Eight British and American Shiite Muslims who say they were detained and tortured by religious police during a pilgrimage to Saudi Arabia are calling for compensation and a full inquiry.
Group members, some of Iraqi descent and aged between 16 and 26, said on Friday that they were visiting the Kaaba, the cube-shaped shrine in the holy city of Mecca that pilgrims circle, when Saudi police interrupted them and called them infidels.
The police noticed the group was praying in the Shiite manner, which differs slightly from the Sunni style, the accusers said.

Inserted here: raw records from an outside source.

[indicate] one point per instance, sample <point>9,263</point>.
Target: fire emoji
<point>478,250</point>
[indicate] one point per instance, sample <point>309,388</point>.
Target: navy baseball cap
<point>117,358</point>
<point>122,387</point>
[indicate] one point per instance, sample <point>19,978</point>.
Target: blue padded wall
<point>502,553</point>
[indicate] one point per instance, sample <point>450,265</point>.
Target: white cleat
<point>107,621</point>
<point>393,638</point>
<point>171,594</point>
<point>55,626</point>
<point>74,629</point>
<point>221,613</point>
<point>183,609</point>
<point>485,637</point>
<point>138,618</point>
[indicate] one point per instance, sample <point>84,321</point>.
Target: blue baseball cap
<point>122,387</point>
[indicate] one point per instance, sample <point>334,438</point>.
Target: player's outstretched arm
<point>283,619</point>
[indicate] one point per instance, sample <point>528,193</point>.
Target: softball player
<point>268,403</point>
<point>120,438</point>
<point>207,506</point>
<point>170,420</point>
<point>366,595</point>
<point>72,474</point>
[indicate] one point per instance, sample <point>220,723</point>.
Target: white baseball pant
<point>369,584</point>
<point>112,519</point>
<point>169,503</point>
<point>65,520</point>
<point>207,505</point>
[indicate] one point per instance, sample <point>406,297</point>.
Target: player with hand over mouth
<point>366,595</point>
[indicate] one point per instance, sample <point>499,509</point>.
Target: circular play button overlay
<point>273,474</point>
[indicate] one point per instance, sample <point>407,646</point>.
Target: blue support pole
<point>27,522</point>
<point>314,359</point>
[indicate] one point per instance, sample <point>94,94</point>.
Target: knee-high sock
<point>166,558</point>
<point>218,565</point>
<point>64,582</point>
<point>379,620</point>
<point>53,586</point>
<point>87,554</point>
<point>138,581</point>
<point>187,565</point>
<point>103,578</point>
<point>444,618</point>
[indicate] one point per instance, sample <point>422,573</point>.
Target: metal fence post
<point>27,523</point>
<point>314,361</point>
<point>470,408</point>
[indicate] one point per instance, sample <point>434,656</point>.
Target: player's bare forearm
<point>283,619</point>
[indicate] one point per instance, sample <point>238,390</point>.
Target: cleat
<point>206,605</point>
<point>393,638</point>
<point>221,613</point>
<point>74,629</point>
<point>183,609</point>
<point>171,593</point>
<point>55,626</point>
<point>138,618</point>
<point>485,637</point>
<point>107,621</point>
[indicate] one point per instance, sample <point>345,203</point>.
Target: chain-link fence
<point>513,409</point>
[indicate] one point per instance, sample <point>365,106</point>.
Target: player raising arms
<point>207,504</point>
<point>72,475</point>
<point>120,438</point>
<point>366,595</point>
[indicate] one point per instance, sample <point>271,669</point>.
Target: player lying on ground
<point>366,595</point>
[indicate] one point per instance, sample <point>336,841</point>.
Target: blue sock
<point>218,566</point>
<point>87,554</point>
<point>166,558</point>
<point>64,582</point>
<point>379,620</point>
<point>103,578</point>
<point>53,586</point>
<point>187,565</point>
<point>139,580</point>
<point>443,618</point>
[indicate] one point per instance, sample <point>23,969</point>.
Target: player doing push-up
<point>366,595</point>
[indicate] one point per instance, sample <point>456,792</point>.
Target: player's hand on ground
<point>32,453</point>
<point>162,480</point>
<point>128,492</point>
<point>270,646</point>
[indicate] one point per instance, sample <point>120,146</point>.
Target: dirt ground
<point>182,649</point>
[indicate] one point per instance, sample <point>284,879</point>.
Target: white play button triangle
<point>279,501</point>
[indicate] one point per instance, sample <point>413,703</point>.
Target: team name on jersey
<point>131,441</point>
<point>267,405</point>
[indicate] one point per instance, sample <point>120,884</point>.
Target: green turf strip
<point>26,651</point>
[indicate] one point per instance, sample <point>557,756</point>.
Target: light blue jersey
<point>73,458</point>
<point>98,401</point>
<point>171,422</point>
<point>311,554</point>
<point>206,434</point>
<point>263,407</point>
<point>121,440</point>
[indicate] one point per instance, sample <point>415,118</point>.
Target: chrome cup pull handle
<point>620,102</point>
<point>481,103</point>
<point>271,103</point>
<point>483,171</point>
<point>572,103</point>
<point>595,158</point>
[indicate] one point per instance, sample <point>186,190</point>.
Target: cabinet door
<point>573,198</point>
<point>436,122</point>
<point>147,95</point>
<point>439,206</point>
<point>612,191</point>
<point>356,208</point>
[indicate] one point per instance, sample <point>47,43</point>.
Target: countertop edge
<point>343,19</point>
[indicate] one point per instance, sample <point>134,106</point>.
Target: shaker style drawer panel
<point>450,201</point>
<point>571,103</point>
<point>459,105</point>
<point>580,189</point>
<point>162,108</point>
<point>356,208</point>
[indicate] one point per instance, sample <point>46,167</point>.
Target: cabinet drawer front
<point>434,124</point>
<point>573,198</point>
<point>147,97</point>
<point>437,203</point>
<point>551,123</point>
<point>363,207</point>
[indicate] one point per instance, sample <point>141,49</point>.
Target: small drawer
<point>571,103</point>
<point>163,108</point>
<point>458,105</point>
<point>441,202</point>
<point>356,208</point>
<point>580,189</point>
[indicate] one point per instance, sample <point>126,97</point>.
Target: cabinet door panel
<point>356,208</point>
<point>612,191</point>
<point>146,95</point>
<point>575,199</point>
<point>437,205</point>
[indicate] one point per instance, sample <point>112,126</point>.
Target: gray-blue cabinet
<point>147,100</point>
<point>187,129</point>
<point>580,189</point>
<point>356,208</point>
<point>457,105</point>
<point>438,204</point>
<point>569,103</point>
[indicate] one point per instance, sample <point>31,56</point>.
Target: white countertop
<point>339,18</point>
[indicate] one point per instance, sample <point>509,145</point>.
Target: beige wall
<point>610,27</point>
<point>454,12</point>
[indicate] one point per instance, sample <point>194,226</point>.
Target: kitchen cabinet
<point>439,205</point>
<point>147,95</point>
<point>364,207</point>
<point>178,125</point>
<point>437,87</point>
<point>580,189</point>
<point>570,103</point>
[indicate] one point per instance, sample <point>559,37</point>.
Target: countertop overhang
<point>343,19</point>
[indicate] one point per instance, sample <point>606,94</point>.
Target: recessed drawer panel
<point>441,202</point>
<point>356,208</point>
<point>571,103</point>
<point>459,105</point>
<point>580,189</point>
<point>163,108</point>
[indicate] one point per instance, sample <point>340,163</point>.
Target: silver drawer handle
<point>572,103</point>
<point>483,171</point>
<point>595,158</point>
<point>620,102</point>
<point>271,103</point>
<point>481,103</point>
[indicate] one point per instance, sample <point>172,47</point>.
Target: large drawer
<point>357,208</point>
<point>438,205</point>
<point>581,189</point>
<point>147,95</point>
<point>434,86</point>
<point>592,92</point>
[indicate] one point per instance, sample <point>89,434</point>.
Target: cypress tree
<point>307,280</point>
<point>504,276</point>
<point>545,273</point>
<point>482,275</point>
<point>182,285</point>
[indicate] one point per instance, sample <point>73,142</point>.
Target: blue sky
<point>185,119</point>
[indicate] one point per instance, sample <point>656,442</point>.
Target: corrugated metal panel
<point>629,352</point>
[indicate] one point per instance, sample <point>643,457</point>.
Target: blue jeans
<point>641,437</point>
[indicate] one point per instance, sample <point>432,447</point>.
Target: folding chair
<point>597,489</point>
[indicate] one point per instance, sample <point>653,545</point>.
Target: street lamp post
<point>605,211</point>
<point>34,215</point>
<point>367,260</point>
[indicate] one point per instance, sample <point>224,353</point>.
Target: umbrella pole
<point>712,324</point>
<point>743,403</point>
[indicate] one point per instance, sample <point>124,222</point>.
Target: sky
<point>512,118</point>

Saudi Arabia's official strict Wahhabi version of Sunni Islam considers Shiites heretics.
Many in Saudi Arabia are particularly suspicious of Iraq's Shiites, believing they discriminate against the country's Sunni minority and are too closely linked to Shiite-majority Iran.
One of the eight is Amir Taqi, the 23-year-old son of Ridha Jawad Taqi, a senior Iraqi lawmaker in the country's biggest Shiite political party.
"We were handcuffed and savagely beaten with sticks, chairs, belts, shoes and police communication devices," Amir Taqi told a London news conference. He said the men were denied food, water and access to toilets.
The seven Britons and one American produced photos of injuries they said police inflicted on them. Images included bruising and spots of blood on one group member's head and cuts and bleeding from another's arm.
The group did not provoke the police, Taqi said.
A senior Saudi security official denied the claim.
"What the media said is baseless; no assaults took place in the shrine" Colonel Ghazi al-Usaymi said in a statement issued on Thursday.
On Tuesday, a Saudi official said there had been a "dispute" between an Iraqi and a Saudi that had nothing to do with religion or nationality.
Despite Saudi suspicions of Shiites, an attack on pilgrims would be unusual. Hundreds of thousands of Shiites visit the holy city each year without suffering physical harassment.
In a statement to reporters, the group said it was detained for 14 hours. Aside from requesting compensation from Saudi authorities, the group wants guarantees about the safety of pilgrims.
Sayed Mohammed Jawad al-Qazwini, a 26-year-old American also of Iraqi origin said that police taunted the group.
"You'll be killed and thrown to the dogs, and no one will ever know where you are," Jawad quoted police as telling them after they were detained.